Bro, I am sorry, but datascript works well. Just with this backend
So, I do not think I wrote an optimal backend, but it not stuck for 10 seconds, thatβs fact. Unfortunately, I do not know Konserve in details to find a cause in your code
konserve-dynamodb now has 10-20ms write latency, similar for reads (on an EC2 instance). But this is for single write operations. For some reason when I write many in parallel it still adds up to around 100ms, while my fix did half the average transact time for S3.

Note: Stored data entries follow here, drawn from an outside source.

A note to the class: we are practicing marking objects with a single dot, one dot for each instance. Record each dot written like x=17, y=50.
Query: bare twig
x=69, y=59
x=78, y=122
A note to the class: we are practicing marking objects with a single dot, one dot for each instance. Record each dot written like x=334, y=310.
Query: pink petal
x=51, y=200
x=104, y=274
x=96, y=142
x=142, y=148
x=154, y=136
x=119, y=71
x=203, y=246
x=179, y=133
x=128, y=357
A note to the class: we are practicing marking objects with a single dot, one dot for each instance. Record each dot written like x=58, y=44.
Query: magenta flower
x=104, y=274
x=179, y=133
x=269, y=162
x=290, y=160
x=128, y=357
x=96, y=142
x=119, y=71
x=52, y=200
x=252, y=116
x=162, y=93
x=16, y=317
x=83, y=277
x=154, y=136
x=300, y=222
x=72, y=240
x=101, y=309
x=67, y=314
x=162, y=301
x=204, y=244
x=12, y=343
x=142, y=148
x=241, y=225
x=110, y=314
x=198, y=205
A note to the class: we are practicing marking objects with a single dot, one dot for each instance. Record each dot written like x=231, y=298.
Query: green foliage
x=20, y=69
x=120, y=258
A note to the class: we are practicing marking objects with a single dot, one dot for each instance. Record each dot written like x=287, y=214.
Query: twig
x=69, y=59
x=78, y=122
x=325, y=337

Your multiple put operation is the optimal thing to do. But it does require a very strong memory model of the underlying storage, usually some form of multi version concurrency control, e.g. SQL or Dynamo. This limits the scaling of the store and you effectively rely on a stronger mutable memory manager to piggieback on top. Datahike can run on much weaker memory semantics such as network filesystems or S3 reliably as well. I will try to fix the dynamo use case though, because it has a very nice latency and I understand the value proposition.
I have no idea why you were stuck for 10 seconds. I cannot reproduce this for datahike-dynamodb. Database creation takes some time now (up to 10 secs) because dynamo takes time to get the table online.
Maybe S3 would actually be fast enough now for you btw. Not sure. It has some variance on how fast it returns, but it averages at around 200ms for a transact call.
I am happy that DataScript works for you, I wanted to have the storage functionality shared with it because I think this software stack is actually fairly clean and it is important for Clojure devs. Datahike is in parts more complicated and maybe some of that could be avoided (e.g. async support), but there are reasons for most of the design decisions and strategy.
But datascript does not have versioning functionality
Nope. It has the right memory model, but Nikita was mostly focused on the lean lightweight in-memory use case.
Which is nice. Datomic can be heavy to set up.
That is good to know. I had prototyped the storage backend for the persistent-sorted-set and Nikita adjusted it. We use the same IStorage interface as DataScript, so your code somewhat translates. DataScript does not nearly have the same amount of features and query performance though. You use different dynamo libraries here as far as I can see. Why did you do that? I need to check the differences. Can you also native compile your code? What are the latencies?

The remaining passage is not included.